Shavit fully adopts Morris’ view that the ends justify the means. From the Israeli Jewish perspective, this is understandable. 1948 was a war of survival for the Zionist movement. But that perspective will carry little weight with expelled Palestinians, for whom 1948 was a war of survival that they lost. Why should that matter? Well, Shavit himself lamented at various points in his UCLA appearance that neither side in the Israel-Palestine conflict ever deigns to see or understand the other.
Shavit, for his part, doesn’t take us very far. He proposes the following logic: we came, we expelled, and we acknowledge it. Now “get over it,” he tells the Palestinian side, quite literally. In his view, acknowledgment of the Lydda expulsion is itself an act of great virtue. It need not substitute for an apology for Lydda—nor less for an agreement to participate in financial compensation consistent with United Nations General Assembly Resolution 194 (dealing with the Palestinian refugees). This is where the amorality enters. Shavit remains within his own self-contained and self-congratulatory world. He remains opaque to the experience of the Other—the victims and losers of 1948--whom he otherwise enjoins us to see. How does this advance the ball? Should we not expect him to push us beyond our—and his own--comfort zone?
Let it be clear that issuing an apology for the physical dispossession of Arabs in 1948 is not equivalent to accepting the Palestinian right to return. It is to acknowledge that the Nakba, the “catastrophe” of Palestinian displacement, is a deep and searing wound in the Palestinian psyche. Unless and until Israel recognizes it (and then, together with other responsible parties, puts real effort and money into a refugee settlement plan), there is little chance of healing the wound and thereby lending to the Palestinians a measure of dignity that would allow them to overcome their own profound inhibitions and insecurities. To be sure, there is no guarantee that an expression of contrition will prompt Palestinians to turn around and accept Israel’s existence, or, even less, its desire to be defined as a Jewish state (as Shavit insists on). But it is the right thing to do. And without such contrition, the wound of Palestinian dispossession will continue to fester, preventing serious movement toward reconciliation and increasing the chances of ongoing conflict. Someone has to take the first step toward understanding the Other. Why not Israel, the far more powerful and stable party to the conflict?

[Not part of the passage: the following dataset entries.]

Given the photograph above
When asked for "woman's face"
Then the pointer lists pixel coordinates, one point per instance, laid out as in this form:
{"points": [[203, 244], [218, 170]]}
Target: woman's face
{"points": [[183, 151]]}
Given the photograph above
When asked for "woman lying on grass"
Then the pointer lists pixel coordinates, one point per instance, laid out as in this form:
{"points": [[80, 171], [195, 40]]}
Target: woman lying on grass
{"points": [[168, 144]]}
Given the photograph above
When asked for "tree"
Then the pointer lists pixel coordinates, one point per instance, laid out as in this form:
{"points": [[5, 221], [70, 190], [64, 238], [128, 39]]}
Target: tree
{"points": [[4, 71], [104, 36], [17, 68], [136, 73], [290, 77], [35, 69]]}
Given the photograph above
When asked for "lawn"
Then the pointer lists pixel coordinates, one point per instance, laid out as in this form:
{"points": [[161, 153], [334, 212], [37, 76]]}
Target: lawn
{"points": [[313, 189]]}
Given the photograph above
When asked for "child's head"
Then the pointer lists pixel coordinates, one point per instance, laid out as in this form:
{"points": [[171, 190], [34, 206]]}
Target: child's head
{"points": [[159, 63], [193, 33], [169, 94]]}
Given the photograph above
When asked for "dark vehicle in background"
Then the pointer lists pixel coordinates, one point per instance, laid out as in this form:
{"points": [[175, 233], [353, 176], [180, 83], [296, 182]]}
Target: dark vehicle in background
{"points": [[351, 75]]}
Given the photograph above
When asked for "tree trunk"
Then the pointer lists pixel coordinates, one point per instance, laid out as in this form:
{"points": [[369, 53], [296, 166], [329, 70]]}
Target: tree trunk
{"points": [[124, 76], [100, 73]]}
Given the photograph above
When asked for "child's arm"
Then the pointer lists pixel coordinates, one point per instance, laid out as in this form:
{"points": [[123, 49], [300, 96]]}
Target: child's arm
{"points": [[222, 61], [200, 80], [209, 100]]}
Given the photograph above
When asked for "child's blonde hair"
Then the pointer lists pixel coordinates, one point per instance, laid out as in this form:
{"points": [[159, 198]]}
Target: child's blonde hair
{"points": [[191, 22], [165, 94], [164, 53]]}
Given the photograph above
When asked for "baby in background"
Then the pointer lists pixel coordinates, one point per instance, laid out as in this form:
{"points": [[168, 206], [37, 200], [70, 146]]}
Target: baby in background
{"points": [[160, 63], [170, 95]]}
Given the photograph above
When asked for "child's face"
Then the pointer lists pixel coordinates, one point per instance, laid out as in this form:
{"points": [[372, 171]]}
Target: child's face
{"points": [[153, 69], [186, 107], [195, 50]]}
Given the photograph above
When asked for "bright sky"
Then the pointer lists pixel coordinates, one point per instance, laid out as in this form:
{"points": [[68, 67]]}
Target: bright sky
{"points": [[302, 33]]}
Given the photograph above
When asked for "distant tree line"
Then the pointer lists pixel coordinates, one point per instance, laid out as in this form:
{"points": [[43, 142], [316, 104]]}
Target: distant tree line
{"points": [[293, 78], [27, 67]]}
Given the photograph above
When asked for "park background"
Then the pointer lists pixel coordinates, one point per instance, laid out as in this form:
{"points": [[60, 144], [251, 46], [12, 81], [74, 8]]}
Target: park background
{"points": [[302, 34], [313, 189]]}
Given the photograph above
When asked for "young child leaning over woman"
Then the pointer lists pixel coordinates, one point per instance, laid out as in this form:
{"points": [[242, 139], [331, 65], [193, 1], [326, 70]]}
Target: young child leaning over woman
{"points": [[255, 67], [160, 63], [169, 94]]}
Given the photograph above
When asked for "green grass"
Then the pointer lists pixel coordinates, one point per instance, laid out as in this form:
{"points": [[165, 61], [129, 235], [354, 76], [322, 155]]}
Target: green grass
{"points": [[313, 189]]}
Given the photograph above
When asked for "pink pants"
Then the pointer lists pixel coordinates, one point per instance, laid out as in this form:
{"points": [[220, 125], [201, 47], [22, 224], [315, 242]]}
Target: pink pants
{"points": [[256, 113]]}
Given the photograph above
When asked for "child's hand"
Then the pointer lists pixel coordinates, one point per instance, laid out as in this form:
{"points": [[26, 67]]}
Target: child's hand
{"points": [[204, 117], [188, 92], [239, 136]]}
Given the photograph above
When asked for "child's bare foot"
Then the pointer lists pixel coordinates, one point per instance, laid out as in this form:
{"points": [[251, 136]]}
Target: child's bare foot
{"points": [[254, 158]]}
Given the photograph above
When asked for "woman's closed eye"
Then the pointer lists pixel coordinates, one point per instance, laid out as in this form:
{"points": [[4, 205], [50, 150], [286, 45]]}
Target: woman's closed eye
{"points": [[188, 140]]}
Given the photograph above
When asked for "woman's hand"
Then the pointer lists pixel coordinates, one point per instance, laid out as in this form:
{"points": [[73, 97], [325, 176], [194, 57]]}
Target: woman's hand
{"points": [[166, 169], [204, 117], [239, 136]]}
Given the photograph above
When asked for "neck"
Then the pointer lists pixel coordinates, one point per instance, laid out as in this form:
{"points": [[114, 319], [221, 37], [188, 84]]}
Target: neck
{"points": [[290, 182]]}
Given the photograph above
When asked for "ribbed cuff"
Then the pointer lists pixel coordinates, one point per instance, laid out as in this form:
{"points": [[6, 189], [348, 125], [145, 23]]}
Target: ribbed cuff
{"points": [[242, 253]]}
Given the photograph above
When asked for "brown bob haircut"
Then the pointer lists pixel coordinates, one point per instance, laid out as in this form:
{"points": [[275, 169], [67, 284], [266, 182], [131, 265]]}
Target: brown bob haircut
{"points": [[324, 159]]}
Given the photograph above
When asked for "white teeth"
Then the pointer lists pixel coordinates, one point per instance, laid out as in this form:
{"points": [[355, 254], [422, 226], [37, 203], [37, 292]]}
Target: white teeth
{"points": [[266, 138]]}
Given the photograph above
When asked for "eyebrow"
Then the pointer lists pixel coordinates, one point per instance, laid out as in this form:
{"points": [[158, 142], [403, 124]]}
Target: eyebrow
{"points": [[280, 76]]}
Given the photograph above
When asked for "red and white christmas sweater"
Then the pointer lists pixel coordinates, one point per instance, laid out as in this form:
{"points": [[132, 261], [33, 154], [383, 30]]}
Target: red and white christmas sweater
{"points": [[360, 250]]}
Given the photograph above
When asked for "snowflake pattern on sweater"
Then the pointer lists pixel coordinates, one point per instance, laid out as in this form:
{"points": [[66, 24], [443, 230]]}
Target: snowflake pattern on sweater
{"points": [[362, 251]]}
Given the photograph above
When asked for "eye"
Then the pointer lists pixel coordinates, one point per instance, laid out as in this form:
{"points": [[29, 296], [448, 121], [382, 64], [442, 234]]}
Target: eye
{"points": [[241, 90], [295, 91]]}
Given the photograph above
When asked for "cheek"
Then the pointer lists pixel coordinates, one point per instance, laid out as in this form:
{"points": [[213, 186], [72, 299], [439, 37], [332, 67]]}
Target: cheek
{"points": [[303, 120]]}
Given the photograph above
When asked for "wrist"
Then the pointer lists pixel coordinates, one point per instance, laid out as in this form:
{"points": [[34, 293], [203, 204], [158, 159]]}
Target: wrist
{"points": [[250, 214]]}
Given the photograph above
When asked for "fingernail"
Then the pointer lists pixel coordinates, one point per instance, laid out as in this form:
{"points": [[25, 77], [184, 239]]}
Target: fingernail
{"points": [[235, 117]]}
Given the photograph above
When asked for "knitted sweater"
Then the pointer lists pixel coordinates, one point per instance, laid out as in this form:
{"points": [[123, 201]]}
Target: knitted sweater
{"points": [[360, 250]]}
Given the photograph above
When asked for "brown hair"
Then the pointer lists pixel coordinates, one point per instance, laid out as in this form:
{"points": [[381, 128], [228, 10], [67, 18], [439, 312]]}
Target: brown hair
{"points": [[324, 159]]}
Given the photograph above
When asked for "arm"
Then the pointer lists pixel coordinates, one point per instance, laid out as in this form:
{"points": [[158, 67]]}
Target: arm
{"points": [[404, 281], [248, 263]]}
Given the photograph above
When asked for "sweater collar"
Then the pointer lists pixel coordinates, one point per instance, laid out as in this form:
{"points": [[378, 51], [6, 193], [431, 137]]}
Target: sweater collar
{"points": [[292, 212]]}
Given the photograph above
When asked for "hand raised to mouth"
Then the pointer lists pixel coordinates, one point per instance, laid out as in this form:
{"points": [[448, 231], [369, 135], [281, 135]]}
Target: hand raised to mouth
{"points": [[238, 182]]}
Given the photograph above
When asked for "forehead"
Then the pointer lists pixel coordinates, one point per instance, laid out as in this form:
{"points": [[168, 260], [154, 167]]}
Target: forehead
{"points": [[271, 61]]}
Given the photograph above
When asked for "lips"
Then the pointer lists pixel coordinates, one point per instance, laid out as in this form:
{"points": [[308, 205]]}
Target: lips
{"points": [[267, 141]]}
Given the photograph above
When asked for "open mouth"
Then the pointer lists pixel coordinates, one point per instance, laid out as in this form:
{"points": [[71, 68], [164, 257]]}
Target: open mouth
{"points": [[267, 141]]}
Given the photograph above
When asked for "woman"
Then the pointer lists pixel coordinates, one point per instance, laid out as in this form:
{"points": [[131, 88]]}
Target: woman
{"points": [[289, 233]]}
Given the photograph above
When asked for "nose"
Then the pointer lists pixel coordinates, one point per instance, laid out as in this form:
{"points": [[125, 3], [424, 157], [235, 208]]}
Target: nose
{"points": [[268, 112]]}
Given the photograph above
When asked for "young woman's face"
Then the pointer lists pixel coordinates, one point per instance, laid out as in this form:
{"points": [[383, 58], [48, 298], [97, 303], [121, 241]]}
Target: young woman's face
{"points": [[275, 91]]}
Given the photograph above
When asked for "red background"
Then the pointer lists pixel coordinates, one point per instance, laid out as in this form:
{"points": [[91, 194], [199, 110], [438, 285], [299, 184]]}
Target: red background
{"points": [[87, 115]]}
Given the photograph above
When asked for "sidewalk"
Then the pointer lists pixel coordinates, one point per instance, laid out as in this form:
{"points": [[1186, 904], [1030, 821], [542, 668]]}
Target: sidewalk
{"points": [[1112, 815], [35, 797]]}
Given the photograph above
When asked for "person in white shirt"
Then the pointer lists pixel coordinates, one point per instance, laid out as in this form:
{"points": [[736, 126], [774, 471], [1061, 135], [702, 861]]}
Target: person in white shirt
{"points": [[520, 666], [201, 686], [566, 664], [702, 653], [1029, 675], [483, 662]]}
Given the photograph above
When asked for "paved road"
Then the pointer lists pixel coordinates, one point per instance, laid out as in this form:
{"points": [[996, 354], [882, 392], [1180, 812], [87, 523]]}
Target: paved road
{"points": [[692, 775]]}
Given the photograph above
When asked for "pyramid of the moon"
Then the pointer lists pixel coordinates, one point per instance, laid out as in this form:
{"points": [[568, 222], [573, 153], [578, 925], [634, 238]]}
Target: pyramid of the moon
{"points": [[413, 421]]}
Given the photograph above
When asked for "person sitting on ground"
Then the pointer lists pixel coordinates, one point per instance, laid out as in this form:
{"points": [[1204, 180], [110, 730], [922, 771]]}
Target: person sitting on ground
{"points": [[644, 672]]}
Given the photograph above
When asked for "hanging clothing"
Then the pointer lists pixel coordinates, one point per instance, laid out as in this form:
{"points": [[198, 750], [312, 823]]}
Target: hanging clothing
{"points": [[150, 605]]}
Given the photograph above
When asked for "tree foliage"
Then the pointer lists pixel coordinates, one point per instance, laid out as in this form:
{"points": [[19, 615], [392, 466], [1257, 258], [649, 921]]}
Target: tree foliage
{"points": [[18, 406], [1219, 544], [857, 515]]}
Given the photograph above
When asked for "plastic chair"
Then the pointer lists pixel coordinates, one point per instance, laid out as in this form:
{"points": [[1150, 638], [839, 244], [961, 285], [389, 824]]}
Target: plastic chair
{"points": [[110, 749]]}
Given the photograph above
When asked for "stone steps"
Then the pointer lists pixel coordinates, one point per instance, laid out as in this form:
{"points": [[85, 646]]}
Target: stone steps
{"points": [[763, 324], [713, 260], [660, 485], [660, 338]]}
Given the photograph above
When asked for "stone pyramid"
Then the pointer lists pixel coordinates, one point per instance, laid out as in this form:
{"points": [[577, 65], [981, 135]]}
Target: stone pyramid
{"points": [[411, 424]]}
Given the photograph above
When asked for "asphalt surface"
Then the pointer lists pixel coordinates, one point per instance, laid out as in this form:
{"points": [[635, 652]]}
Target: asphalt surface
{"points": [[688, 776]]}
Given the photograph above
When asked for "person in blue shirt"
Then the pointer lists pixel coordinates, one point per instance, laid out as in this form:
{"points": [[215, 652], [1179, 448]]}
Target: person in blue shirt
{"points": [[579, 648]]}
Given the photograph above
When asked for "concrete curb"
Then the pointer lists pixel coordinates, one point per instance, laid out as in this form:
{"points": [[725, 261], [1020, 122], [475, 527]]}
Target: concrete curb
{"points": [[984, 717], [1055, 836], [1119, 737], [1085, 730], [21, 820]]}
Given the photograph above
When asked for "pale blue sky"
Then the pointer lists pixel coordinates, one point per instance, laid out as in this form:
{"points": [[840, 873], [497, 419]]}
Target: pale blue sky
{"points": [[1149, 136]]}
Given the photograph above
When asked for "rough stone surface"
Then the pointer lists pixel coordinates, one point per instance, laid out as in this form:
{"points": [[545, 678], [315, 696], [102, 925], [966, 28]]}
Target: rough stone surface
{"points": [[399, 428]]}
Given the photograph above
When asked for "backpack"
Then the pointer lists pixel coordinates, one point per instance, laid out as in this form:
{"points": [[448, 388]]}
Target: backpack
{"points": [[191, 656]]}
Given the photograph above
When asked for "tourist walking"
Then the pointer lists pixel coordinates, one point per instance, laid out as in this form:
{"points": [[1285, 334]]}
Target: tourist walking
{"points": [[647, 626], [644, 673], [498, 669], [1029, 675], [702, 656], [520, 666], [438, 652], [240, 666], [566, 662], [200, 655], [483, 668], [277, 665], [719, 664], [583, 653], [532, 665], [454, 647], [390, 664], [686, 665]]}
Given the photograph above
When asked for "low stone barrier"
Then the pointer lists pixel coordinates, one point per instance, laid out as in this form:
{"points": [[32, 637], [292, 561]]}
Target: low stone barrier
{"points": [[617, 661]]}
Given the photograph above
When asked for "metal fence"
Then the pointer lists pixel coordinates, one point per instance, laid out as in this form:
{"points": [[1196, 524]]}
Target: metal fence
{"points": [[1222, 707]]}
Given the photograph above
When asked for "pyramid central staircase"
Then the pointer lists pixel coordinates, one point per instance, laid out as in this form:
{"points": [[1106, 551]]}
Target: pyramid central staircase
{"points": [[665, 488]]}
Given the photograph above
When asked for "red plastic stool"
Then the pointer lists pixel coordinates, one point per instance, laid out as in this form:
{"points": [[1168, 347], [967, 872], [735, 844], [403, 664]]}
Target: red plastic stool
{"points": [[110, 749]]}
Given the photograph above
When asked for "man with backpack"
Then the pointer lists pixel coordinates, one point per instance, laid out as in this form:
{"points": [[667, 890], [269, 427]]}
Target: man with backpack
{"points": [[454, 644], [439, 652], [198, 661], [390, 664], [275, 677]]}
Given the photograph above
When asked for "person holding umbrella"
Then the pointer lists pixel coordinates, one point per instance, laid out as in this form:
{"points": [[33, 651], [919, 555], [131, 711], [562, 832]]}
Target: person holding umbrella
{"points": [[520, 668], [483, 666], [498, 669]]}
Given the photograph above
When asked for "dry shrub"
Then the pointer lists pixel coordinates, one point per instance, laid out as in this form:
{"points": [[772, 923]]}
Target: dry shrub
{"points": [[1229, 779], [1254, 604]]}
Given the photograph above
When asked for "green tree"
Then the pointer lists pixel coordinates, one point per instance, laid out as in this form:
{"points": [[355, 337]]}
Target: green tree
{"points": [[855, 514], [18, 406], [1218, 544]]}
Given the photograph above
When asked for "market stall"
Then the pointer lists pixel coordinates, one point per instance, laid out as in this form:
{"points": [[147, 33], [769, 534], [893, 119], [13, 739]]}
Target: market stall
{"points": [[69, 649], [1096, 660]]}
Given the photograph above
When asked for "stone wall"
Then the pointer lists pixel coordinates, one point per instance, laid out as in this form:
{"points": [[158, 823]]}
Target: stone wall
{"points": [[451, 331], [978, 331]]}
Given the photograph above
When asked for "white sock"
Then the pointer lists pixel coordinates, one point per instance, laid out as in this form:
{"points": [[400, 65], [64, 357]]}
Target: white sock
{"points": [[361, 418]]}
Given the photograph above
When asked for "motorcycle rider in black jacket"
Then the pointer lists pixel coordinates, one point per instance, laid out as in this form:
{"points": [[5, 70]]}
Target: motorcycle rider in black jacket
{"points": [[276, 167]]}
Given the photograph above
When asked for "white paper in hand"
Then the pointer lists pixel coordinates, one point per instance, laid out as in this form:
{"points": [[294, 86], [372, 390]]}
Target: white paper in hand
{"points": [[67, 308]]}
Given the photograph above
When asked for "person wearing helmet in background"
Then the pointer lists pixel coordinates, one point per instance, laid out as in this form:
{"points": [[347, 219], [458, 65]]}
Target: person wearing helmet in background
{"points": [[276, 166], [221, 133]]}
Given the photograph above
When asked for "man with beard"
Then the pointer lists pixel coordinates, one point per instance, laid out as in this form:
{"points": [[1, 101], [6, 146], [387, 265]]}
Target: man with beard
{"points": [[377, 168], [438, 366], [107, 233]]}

Ari Shavit, with all his powers of observation and political savoir-faire, should be able to see this. He could have done what authors of great literature often do—propel us toward an understanding of a world unfamiliar to us. But he doesn’t. The result is a book that succeeds at many levels of description, but ultimately fails to transcend the paradoxical insecurity of the triumphant Israeli.
David N. Myers teaches Jewish history at UCLA and is the author of “Between Jew and Arab: The Lost Voice of Simon Rawidowicz.”